The radio is hopeless. The power cable has been severed and the lead to the aboveground antenna is lost and Werner would not be surprised if the selector panel is broken. In the weakening amber of Volkheimer’s field light, he stares at one crushed plug after another.

The bombing seems to have destroyed the hearing in his left ear. His right, as far as he can tell, is gradually coming back. Beyond the ringing, he begins to hear.

Ticking of fires as they cool.

Groaning of the hotel above.

Strange miscellaneous dripping.

And Volkheimer as he hacks intermittently, insanely, at the rubble blocking the stairwell. Volkheimer’s technique, apparently, is this: he crouches beneath the buckled ceiling, panting, holding a piece of twisted rebar in one hand. He switches on his flashlight and scans the packed stairwell for anything he might drag out of it. Memorizing positions. Then he switches off the light, to preserve its battery, and goes at his task in the darkness. When the light comes back on, the mess of the stairwell looks the same. An impacted welter of metal and brickwork and timber so thick that it’s hard to believe twenty men could get through.

Please, Volkheimer says. Whether he knows he is saying it aloud or not, Werner cannot say. But Werner hears it in his right ear like a distant prayer. Please. Please. As though everything in the war to this point was tolerable to twenty-one-year-old Frank Volkheimer but not this final injustice.

The fires above ought to have sucked the last oxygen out of this hole by now. They all should have asphyxiated. Debts paid, accounts settled. And yet they breathe. The three splintered beams in the ceiling hold up God knows what load: ten tons of carbonized hotel and the corpses of eight anti-aircraft men and untold unexploded ordnance. Maybe Werner for his ten thousand small betrayals and Bernd for his innumerable crimes and Volkheimer for being the instrument, the executor of the orders, the blade of the Reich—maybe the three of them have some greater price to pay, some final sentence to be handed down.

First a corsair’s cellar, built to safeguard gold, weapons, an eccentric’s beekeeping equipment. Then a wine cellar.
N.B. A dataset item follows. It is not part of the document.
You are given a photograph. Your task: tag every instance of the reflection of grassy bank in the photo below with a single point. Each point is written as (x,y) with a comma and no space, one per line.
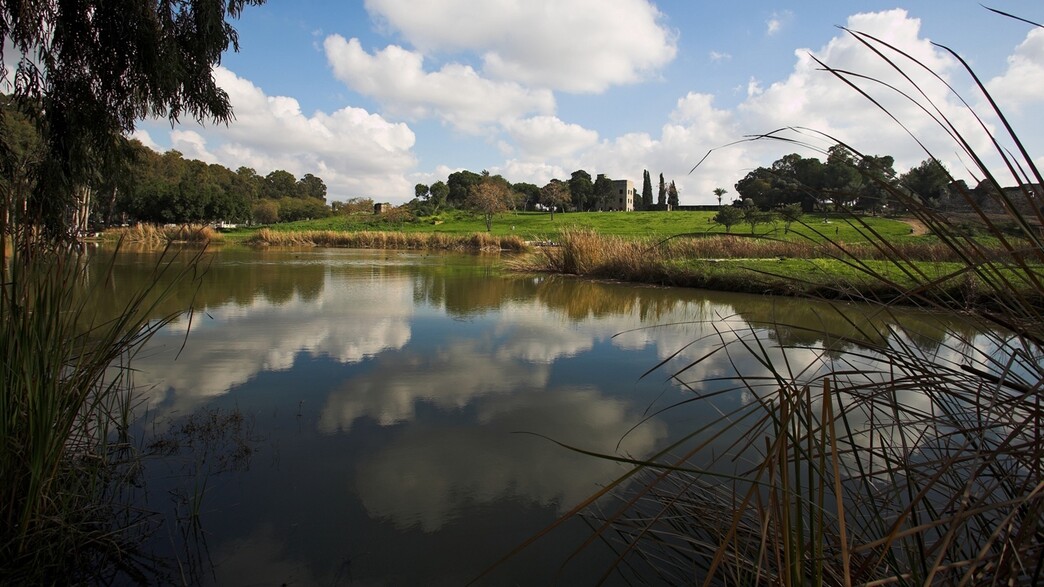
(900,456)
(858,272)
(366,239)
Then a handyman’s nook. Atelier de réparation, thinks Werner, a chamber in which to make reparations. As appropriate a place as any. Certainly there would be people in the world who believe these three have reparations to make.





Two Cans


When Marie-Laure wakes, the little model house is pinned beneath her chest, and she is sweating through her great-uncle’s coat.

Is it dawn? She climbs the ladder and presses her ear to the trapdoor. No more sirens. Maybe the house burned to the ground while she slept. Or else she slept through the last hours of the war and the city has been liberated. There could be people in the streets: volunteers, gendarmes, fire brigades. Even Americans. She should go up through the trapdoor and walk out the front door onto the rue Vauborel.
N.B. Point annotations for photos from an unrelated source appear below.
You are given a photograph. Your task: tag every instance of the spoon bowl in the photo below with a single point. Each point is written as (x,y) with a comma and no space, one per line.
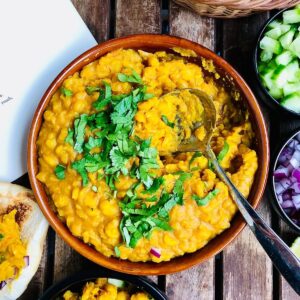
(280,254)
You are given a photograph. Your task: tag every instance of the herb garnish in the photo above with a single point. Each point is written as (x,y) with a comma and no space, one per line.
(66,92)
(223,152)
(167,122)
(60,172)
(204,201)
(139,220)
(110,129)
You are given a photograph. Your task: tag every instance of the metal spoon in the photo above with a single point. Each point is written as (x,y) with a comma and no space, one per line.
(280,254)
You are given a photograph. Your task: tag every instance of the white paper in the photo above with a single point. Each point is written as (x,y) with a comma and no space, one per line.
(38,38)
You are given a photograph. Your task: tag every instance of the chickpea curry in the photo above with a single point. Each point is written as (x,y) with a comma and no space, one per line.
(107,289)
(105,155)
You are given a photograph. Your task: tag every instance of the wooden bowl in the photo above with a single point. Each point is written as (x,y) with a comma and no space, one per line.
(151,42)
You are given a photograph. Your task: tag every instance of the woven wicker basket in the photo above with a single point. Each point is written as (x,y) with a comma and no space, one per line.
(234,8)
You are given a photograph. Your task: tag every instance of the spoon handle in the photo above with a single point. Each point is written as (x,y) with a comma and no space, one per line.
(280,254)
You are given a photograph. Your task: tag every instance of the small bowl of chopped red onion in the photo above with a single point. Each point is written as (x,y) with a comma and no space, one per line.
(286,181)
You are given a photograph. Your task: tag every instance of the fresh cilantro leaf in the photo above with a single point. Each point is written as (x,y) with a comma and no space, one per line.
(66,92)
(118,160)
(70,136)
(117,251)
(60,172)
(133,78)
(195,155)
(148,96)
(92,143)
(223,152)
(79,166)
(91,89)
(167,122)
(207,198)
(80,125)
(157,182)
But what if Germany has held the city? What if Germans are right now marching from house to house, shooting whomever they please?

She will wait. At any moment Etienne could be making his way toward her, fighting with his last breath to reach her.
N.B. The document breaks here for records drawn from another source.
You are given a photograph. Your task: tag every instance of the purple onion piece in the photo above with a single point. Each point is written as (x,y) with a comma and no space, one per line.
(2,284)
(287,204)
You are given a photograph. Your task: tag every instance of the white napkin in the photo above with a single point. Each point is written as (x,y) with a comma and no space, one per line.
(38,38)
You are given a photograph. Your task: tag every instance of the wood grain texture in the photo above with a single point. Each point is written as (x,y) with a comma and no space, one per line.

Or he is crouched somewhere, cradling his head. Seeing demons.

Or he is dead.

She tells herself to save the bread, but she is famished and the loaf is getting stale, and before she knows it, she has finished it.

If only she had brought her novel down with her.

Marie-Laure roves the cellar in her stocking feet. Here’s a rolled rug, its hollow filled with what smell like wood shavings: mice. Here’s a crate that contains old papers. Antique lamp. Madame Manec’s canning supplies. And here, at the back of a shelf near the ceiling, two small miracles. Full cans! Hardly any food remains in the entire kitchen—only cornmeal and a sheaf of lavender and two or three bottles of skunked Beaujolais—but down here in the cellar, two heavy cans.